The UKGC also became concerned over the company’s marketing practices and misclassification of gambling products. IMME also overlapped licensed and non-licensed gaming products, and routinely failed to adequately respond to consumer complaints.

IMME initially challenged the decision, but wasn’t allowed to maintain its license while the case was waiting to be heard. Finally, in September of this year, with just a month to go before the hearing, IMME surrendered its license.

It wasn’t until now that the UKGC decided to publish all of the details surrounding the case. This was done in an effort to provide “wider lessons to be learned by the industry.”

IMME Unable to Play by the Rules

Among its operations, IMME would offer a platform for bettors to bet on the outcome of lotteries. However, the site didn’t make it clear, and to some users, gave the impression that it was selling lottery tickets. Efforts by those to contact the company to clear the air were futile.

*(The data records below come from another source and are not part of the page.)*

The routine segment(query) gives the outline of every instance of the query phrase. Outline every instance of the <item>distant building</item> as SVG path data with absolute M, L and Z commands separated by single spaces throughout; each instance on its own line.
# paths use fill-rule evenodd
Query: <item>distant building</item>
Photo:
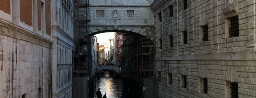
M 122 47 L 121 46 L 125 41 L 124 33 L 115 33 L 115 63 L 118 66 L 122 64 Z

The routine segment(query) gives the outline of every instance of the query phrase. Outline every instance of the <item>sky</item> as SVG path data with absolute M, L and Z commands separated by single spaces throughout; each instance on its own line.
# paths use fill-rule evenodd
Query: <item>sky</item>
M 109 41 L 109 39 L 113 39 L 114 38 L 114 33 L 102 33 L 98 34 L 95 35 L 98 38 L 98 43 L 99 45 L 103 45 L 104 42 L 107 41 Z

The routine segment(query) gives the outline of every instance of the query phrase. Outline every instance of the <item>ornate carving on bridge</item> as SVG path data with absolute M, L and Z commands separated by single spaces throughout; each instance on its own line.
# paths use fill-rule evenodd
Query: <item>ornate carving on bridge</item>
M 113 11 L 112 11 L 112 15 L 113 18 L 117 18 L 117 10 L 113 10 Z

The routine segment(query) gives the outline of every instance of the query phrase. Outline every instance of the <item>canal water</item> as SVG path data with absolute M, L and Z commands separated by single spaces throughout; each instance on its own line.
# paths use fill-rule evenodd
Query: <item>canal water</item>
M 105 72 L 96 78 L 94 94 L 100 88 L 102 97 L 106 93 L 107 98 L 120 98 L 123 88 L 121 78 L 109 71 Z M 94 94 L 94 98 L 97 98 L 96 94 Z

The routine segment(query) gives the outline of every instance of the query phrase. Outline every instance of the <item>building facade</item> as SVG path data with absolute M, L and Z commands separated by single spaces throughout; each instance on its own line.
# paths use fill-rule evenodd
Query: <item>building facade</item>
M 119 66 L 122 64 L 122 45 L 125 41 L 124 33 L 115 33 L 115 64 Z
M 154 0 L 159 97 L 256 97 L 256 5 Z
M 104 45 L 99 46 L 99 65 L 104 65 L 104 60 L 105 59 L 105 52 L 104 51 L 105 47 Z
M 50 0 L 0 4 L 1 97 L 51 98 Z

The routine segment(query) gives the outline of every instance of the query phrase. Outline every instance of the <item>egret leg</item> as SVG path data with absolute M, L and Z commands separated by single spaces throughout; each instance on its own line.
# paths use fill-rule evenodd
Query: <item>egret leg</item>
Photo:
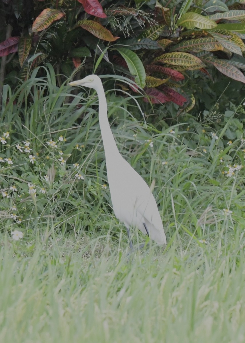
M 147 228 L 147 227 L 146 226 L 146 224 L 145 223 L 143 223 L 143 225 L 144 226 L 144 228 L 145 229 L 145 231 L 146 231 L 146 233 L 147 234 L 148 237 L 149 237 L 149 232 L 148 230 L 148 229 Z
M 129 241 L 129 247 L 130 247 L 130 249 L 132 249 L 133 248 L 133 245 L 132 244 L 132 241 L 131 240 L 131 239 L 130 238 L 130 232 L 129 232 L 129 228 L 128 226 L 126 226 L 126 228 L 127 229 L 127 232 L 128 233 L 128 239 Z

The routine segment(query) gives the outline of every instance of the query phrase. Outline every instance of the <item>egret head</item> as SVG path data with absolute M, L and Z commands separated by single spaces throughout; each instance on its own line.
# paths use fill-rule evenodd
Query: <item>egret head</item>
M 102 85 L 100 79 L 98 76 L 95 75 L 89 75 L 81 80 L 73 81 L 68 84 L 69 86 L 83 86 L 89 88 L 93 88 L 96 91 Z

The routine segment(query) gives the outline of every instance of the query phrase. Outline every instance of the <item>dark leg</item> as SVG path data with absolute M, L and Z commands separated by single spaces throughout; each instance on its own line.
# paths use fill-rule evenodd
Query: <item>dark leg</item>
M 129 241 L 129 247 L 130 247 L 130 249 L 131 249 L 133 247 L 133 245 L 132 244 L 132 241 L 131 240 L 130 238 L 130 232 L 129 232 L 129 229 L 127 226 L 126 226 L 126 228 L 127 229 L 127 232 L 128 233 L 128 236 Z
M 144 226 L 144 228 L 145 228 L 145 231 L 146 231 L 146 233 L 147 234 L 147 235 L 148 235 L 148 237 L 149 237 L 149 233 L 148 232 L 148 229 L 147 229 L 147 227 L 146 226 L 146 224 L 145 224 L 145 223 L 143 223 L 143 225 Z

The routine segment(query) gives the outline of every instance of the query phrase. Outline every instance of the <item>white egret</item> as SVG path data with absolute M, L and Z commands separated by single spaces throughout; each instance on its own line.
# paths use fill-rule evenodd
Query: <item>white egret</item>
M 116 217 L 124 223 L 129 237 L 129 226 L 132 226 L 147 234 L 158 244 L 166 244 L 162 220 L 150 188 L 123 158 L 117 147 L 108 121 L 106 99 L 100 79 L 97 75 L 89 75 L 68 84 L 93 88 L 98 94 L 100 126 L 105 149 L 108 183 Z

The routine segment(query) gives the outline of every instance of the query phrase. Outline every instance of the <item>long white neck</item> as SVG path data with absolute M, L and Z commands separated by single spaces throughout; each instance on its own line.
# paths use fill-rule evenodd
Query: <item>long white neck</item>
M 120 156 L 120 154 L 108 121 L 105 95 L 103 91 L 100 91 L 100 90 L 97 91 L 99 99 L 99 120 L 106 161 L 108 164 L 108 161 L 112 160 L 112 156 L 114 158 L 116 158 L 117 156 Z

The company also targeted the elderly with its marketing schemes, according to the UKGC. One customer, already a nonagenarian, was contacted by sales agents several times a week. Another customer received phone calls every 30-40 minutes until someone picked up the call.

The UKGC found that over 75% of IMME’s customers were 60 years old or older; 20% were above 80. Call center personnel used aliases when making calls. This is a practice most above-board companies avoid.

The List of Infractions Continues

Other egregious errors were anti-money laundering (AML) and identity verification failings. One customer spent £23,839 (US$32,000) in five months. While not unheard of, he was more than 100 years old at the time, and his deposits doubled during that period. IMME didn’t bother to verify the person or the source of the funds.

Two other customers were retired postal workers. Based on data from Glassdoor, the average postal worker salary in the UK is £22,460 (US$30,000). However, these two deposited £20,345 (US$27,325) and £16,207 (US$21,767), respectively, in six months or less.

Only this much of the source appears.